Ultra-small ultrasounds

Ultra-small ultrasounds
Andrew Bezanson works on his ultrasound research. Credit: Nick Pearce

Andre Bezanson is still working on his PhD, but he's already making waves in the field of ultrasound imaging.

Bezanson, a biomedical engineering student, is conducting research that allows scientists and clinical researchers to image smaller objects with a higher resolution using —and at a lower cost than with traditional high frequency ultrasound devices.

His work recently earned him the Mitacs Award for Outstanding Innovation, an award given annually to five Mitacs-sponsored innovators chosen out of thousands of nominees from across Canada. Bezanson was also a recipient of Dalhousie's Marble Prize and an attendee at the 2013 IEEE Ultrasonics, Ferroelectrics, and Frequency Control Society conference in Prague, where he was honored with the Student Paper Competition Award.

Mitacs is a Canadian not-for-profit organization that offers funding for internships and fellowships at Canadian universities for international undergraduate and graduate students.

"I did a work term where I had additional funding through Mitacs," Bezanson says. "I partnered up with Daxsonics, which is a startup ultrasound company here in Halifax. During the work term we focused on producing a high resolution ultrasound system primarily focused on scanning small animals."

A practical solution

The device that Bezanson and Daxsonics came up with is different than other high resolution ultrasound systems because it replaces expensive and bulky electromagnetic motors with a piezoelectric bimorph—a simple, credit card-shaped object that bends under an electrical field and costs only about $20.

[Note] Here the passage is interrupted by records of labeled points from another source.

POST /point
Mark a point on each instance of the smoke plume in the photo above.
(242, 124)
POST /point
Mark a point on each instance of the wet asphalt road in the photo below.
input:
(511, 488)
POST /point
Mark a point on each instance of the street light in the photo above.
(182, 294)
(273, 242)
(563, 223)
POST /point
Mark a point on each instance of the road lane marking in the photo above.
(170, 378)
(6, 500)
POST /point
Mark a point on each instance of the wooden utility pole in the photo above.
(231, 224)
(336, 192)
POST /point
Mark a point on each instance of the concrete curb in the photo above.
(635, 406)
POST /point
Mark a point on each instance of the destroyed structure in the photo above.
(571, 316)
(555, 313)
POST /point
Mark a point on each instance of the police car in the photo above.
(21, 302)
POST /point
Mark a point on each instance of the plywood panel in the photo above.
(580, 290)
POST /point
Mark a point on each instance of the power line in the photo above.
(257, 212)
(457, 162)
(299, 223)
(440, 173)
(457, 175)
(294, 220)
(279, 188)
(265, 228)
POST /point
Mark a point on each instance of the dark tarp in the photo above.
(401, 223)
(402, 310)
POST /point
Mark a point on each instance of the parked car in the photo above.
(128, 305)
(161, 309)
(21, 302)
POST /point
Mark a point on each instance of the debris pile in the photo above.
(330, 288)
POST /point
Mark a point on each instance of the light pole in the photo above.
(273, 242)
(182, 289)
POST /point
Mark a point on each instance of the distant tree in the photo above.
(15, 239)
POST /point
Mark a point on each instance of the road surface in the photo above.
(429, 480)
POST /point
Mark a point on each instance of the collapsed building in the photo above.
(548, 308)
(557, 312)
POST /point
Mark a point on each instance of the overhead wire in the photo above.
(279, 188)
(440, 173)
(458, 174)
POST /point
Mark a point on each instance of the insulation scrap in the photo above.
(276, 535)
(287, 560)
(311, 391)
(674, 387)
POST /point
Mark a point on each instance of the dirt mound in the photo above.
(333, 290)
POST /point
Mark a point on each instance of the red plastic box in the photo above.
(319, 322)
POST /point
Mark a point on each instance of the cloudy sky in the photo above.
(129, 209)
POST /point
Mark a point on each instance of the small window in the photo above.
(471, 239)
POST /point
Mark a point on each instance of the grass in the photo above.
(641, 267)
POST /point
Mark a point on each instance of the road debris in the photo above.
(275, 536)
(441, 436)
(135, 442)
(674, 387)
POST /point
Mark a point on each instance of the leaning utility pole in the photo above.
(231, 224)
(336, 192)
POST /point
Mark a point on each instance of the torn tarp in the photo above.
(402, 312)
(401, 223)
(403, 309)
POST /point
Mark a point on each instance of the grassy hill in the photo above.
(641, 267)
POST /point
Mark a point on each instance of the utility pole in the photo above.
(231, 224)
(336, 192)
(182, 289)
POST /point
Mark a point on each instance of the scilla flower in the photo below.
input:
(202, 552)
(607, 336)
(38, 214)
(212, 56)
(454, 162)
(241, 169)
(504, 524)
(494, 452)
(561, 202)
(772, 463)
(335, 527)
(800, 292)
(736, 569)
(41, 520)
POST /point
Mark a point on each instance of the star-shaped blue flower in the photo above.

He says the primary application for the system is preclinical studies with small animals.

"There are no low cost systems out there with a price-point that makes the unit accessible to a standard academic researcher, so we were looking to bring the cost down to the point where academic researchers can afford the systems on a typical grant," he says. "We were able to pull that off during my work term, which was a massive breakthrough."

Many labs that are unable to afford an imaging device for small animals must breed large sample populations and employ dissection as a primary imaging technique. With an affordable device, labs can dramatically cut down on the sample size needed and non-invasively track physiological changes, such as tumor growth, directly. This saves researchers time and money, and saves the lives of many lab animals as well.

Though it's currently being viewed as a pre-clinical research tool, the device may be used in other research labs such as biology or neuroscience. "The more people who get to use it, the more people coming out with interesting, relevant data," Bezanson enthuses.